Мальчонка стиснул зубы, аж желваки заходили.
– Чего?! – открыла рот Ниенна.
– А как же Чекун? – ошарашенно спросил Ингвар. – А остальные? Неужто нормально при живом муже полюбовника в дом водить?
– Так помер Чекун три месяца назад, Услада вам просто не стала говорить, – Баюн вытер рукавом хлюпающий нос и пояснил: – Жаба грудная с ним приключилась, сердце будто клещами давило, он думал, целителей дождётся, но не вышло… Мамка бает, сгубила его эта стервь. Теперь ничего не стыдится: сначала из крепости мужиков в гости водила, а после на дядьку моего переключилась. Он бы трезвый даже через порог её дома не переступил! Так она удумала наливать ему потихонечку, сначала в кузню бражку носила, а потом он сам к ней пришёл… С батькой разругались вдрызг, на Ольгушку даже не смотрит, а та дитёнка носит под сердцем…

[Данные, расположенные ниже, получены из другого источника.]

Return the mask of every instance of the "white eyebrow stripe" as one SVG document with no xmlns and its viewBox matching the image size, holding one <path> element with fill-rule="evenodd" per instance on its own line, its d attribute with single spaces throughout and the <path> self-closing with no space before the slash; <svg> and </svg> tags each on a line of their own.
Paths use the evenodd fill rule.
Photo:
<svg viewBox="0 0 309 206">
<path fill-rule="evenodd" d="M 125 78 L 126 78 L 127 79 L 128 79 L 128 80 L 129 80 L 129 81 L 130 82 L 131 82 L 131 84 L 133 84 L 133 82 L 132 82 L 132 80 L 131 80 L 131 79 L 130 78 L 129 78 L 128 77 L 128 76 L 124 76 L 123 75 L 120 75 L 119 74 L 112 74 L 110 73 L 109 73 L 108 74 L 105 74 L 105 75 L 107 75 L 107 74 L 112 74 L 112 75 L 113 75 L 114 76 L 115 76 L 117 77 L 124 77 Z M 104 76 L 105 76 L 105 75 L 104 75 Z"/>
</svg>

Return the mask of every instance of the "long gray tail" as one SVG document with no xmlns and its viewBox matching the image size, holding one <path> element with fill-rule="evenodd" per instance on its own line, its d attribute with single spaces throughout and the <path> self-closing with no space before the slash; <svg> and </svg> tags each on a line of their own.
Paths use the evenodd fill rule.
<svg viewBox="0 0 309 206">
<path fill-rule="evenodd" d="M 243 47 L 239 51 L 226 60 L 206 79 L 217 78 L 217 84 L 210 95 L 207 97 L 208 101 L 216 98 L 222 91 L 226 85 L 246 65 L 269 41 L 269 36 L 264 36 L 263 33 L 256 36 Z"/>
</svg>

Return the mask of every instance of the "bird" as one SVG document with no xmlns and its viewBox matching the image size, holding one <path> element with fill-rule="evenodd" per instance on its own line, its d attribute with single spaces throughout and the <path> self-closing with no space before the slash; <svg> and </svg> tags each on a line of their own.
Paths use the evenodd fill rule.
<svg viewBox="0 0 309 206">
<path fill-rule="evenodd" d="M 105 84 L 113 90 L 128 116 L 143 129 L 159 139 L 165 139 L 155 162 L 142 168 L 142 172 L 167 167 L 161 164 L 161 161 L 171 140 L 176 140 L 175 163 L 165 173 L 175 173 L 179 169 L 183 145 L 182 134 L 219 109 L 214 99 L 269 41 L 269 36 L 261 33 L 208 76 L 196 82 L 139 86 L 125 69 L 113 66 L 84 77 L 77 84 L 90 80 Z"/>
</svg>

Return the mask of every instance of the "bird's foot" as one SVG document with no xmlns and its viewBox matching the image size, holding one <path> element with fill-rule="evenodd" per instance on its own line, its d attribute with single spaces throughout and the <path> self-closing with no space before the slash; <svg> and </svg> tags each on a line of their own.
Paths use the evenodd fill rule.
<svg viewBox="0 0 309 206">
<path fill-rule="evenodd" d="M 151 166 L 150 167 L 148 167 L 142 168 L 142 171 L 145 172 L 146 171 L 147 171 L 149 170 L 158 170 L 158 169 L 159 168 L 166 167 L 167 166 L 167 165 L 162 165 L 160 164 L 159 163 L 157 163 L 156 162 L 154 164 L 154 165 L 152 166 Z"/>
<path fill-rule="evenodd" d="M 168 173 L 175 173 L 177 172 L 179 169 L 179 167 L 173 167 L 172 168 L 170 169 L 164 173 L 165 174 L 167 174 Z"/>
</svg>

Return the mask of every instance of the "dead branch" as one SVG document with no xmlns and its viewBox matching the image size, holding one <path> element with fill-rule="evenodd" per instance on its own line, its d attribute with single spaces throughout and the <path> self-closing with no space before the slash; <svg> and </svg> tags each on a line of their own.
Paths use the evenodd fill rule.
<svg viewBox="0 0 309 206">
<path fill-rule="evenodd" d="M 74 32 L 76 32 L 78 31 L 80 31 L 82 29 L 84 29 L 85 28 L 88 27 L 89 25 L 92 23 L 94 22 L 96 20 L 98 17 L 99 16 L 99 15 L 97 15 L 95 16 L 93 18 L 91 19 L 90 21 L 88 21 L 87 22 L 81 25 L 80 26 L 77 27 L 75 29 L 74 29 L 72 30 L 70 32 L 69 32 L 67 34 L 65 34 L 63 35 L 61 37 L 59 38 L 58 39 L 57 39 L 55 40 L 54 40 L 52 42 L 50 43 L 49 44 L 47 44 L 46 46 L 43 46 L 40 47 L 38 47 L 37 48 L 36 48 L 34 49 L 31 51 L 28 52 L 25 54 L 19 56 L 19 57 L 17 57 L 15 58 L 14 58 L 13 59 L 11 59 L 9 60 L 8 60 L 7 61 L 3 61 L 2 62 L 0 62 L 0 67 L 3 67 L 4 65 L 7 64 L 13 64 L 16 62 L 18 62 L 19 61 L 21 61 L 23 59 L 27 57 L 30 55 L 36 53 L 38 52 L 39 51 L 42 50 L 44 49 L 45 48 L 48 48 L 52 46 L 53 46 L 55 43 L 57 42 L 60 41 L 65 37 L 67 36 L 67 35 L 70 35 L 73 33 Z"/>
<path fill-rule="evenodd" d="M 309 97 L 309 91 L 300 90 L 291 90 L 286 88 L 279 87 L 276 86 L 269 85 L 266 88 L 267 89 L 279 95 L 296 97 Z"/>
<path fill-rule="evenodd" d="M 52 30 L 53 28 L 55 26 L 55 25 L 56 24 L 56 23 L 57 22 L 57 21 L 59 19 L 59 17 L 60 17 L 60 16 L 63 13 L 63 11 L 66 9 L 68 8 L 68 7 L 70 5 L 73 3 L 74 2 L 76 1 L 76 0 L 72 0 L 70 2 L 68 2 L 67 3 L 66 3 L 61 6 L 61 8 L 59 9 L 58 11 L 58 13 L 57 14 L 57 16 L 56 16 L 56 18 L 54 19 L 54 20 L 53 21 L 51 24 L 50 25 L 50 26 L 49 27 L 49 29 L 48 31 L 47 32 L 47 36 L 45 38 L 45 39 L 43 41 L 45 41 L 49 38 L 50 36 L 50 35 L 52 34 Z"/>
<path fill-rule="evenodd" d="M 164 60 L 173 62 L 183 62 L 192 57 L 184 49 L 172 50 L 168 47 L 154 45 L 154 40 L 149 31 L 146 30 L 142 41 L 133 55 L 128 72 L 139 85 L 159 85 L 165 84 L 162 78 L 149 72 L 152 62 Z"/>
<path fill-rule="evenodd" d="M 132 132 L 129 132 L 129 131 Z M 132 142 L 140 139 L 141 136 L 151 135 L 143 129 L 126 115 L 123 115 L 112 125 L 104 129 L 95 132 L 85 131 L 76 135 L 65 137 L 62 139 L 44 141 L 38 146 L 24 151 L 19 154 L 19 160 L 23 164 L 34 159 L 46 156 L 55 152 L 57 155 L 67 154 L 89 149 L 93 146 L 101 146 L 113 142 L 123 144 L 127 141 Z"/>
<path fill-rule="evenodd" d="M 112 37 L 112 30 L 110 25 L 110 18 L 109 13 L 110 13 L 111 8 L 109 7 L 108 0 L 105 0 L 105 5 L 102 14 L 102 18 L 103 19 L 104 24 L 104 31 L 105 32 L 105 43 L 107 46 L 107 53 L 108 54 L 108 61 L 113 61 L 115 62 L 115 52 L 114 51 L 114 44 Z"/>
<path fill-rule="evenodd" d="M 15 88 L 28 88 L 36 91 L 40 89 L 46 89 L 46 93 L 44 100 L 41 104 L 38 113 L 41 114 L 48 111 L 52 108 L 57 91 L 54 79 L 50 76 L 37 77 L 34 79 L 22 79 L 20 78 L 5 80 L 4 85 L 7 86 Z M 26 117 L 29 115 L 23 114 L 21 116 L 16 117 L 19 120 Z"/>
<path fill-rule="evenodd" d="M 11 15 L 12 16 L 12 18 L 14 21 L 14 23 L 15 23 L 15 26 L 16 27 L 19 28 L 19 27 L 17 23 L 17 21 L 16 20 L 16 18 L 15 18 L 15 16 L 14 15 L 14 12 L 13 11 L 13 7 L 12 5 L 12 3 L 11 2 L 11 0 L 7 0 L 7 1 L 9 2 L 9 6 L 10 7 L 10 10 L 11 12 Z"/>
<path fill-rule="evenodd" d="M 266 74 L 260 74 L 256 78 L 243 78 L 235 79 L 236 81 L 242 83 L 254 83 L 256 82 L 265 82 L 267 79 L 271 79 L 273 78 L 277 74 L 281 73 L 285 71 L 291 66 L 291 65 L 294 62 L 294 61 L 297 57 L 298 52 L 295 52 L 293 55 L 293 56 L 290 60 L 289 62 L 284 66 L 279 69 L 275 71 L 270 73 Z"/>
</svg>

Нижняя губа его снова задрожала – видно, подступившие к горлу рыдания душили уже в полную силу.
– Вот змея! – не сговариваясь, ахнули Ингвар с Ниенной, затем переглянулись – и хором же спросили: – Чем помочь?
Баюн подышал глубоко, пытаясь утихомирить рвущие душу чувства, и сказал дрогнувшим голосом:
– Зелье есть особое, коли забулдыге его дать, то хмельное в рот тянуть не будет никогда. Но травники из окрестных деревень берутся с условием: ежели помрёт от лечения, их не виноватить. Дескать, от зелья того половина только выживает, зато не пьёт больше.

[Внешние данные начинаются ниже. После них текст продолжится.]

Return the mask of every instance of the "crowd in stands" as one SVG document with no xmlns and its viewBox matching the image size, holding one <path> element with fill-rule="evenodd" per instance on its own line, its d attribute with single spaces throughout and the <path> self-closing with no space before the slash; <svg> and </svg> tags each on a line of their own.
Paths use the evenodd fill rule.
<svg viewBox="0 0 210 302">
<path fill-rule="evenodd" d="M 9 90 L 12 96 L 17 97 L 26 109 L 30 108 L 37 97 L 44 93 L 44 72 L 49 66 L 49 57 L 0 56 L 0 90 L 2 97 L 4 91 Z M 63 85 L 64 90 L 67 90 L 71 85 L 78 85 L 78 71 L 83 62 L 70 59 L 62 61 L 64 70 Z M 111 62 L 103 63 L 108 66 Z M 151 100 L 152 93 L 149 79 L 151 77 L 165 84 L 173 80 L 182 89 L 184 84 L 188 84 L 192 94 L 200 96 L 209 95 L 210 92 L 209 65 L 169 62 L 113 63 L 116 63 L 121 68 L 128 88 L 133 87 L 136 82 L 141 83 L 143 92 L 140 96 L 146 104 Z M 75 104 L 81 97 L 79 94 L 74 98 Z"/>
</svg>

– Знаю я, из чего это зелье, – нахмурилась Ниенна. – Не смейте его Сабуру давать. Кто после него выживет, калекой навсегда останется. Внешне не видно, а нутро сгниет за несколько лет. Потом или печень откажет, или кровью харкать начнёт, и так до самой кончины. А уж помирать как больно будет – словами не передать!
Баюн замер на лавке.
– Что же делать? – растерянно прошептал он. – Дядьку жалко… и батьку жалко… И Ольгушку жалко!..
«А себя ему не жалко, – вдруг поняла Ниенна. – Мальчишка недорослый заботится о здоровых мужиках и бабах в ущерб себе. Ему бы учиться мастерству да грамоте, а он в дрязгах семейных наравне со всеми полощется. А с другой стороны, какая учёба в подобной обстановке? Пьянство, ругань, слёзы женские… Нет, ну какая же сволочь эта Радмилка! Как может быть столько дерьма в одной бабе?»
– Я вам другое зелье пришлю, из королевской лечебницы, – заявила она, не дожидаясь, пока ответит Ингвар. Злость кипела внутри, застилая глаза алой пеленой. Убила бы гадину! Хуже Скарапеи выискалась тварь! – Сабура в дом заманите, чарку с лекарством поднесёте, а пахнуть оно будет, как бражка первосортная. Пусть Бажен скажет, мол, замириться хотим, живи, с кем хочешь, а надоевшую жену назад в деревню отошлём. Главное, чтобы поверил и выпил. Потом потеряет сознание на половину часа, за это время в подполе его закрыть, на мягкое положить, чтобы не простыл да не убился, пытаясь вырваться. Начнёт бредить – обтирать мокрым рушником, как очухается – поить досыта. Еды никакой три дня не давать. Очнется другим человеком, жену вспомнит, а Радмилку забудет как дурной сон, вместе с бражкой. Правда, характер может поменяться: станет или вредным, или плаксивым…
Баюн молча смотрел из переговорного кристалла, глотая слёзы и закусывая губу. И некромансерка устыдилась последних слов. Мальчишке ли, видевшему любимого дядьку в непотребном состоянии, о котором и окружающим рассказать стыдно, бояться его вредности?
– Просто учти, что такое может быть, – с тихим вздохом сказала она. – Отца с матерью обязательно предупреди.
Зелье на следующий же день передали Усладе на зачарованной посыльной карете, вместе со свёртком тканей да пряностей из Ахенбурга. И снова Герде решили ничего не говорить. Ниенна сама не понимала, почему утаила от подруги такую важную весть. Не хотела ворошить былое? Или боялась её насмешек? Нашла, мол, о ком заботиться – о человеке, который вместе с пьяной толпой чуть однажды девчонку безвинную не изничтожил.